Ma is set to return as a creative writing professor at her alma mater in January, where she has taught in the past. She said she hasn’t made a plan for the fellowship money but will use it to facilitate her work in some way.

Visual artist Ebony G. Patterson

Born in Kingston, Jamaica, Patterson has split her time between her birthplace and Chicago since 2019. The 43-year-old’s work centers on identity, exploring class, beauty, race and more.

Her interest in those themes developed early in her life at the same when she was learning to draw, she said. She wondered about identity as she saw the differences between time spent with her grandmother in rural Jamaica contrasted with her upbringing in the city, and through a youth group where she worked on social projects in working-class communities.

“I like to think it was a sense of awareness,” she said, “this kind of social engagement.”

While she focuses on these themes, she isn’t looking for answers to them. “My work begins with questions that only garner further questions, and those questions become more questions,” Patterson said.

Patterson tries to force the audience to reengage with their first language: not one that is spoken, but rather what can be understood through sight.

To do this, Patterson mixes different materials.

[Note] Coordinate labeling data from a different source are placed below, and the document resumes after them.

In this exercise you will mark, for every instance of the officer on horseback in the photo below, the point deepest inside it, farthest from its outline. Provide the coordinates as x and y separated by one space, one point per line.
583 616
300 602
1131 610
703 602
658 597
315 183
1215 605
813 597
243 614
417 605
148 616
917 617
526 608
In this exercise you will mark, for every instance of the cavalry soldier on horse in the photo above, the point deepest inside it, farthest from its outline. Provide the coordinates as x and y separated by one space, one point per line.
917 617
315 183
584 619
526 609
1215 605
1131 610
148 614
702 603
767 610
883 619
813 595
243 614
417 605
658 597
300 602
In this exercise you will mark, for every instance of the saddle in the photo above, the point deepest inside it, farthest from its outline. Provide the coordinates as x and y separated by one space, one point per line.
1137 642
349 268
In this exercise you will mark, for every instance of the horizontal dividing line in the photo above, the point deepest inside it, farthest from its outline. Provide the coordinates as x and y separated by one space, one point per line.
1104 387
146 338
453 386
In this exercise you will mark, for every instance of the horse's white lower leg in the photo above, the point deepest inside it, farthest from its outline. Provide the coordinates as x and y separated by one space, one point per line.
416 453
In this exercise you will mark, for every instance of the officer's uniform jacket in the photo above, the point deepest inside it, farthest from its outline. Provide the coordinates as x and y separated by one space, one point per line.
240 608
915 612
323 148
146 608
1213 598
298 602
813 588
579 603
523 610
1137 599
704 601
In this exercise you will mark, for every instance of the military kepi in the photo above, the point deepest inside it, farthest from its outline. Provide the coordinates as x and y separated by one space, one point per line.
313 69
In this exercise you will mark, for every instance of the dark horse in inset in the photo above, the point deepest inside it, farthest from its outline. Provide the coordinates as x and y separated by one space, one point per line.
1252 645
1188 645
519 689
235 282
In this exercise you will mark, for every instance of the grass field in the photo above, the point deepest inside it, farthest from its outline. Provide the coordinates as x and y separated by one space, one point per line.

That can include photography, painting, fabrics, textiles or anything in between.

In her 2019 piece that memorialized Black children lost to violence “…when they grow up…,” she used kid’s toys and images of children interacting with each other to evoke the audience’s memories of childhood.

“It reminds us to connect with what’s beautiful and magical and yet very grounded in humanity and connection with place and community,” Carruth said of Patterson’s work. “That’s easy to forget sometimes.”

Patterson said while she has no specific plans for the fellowship money yet, she knows it gives her flexibility.

“What this means is time,” she said. “Time and space to think, and also time and space to do nothing because doing nothing is doing something.”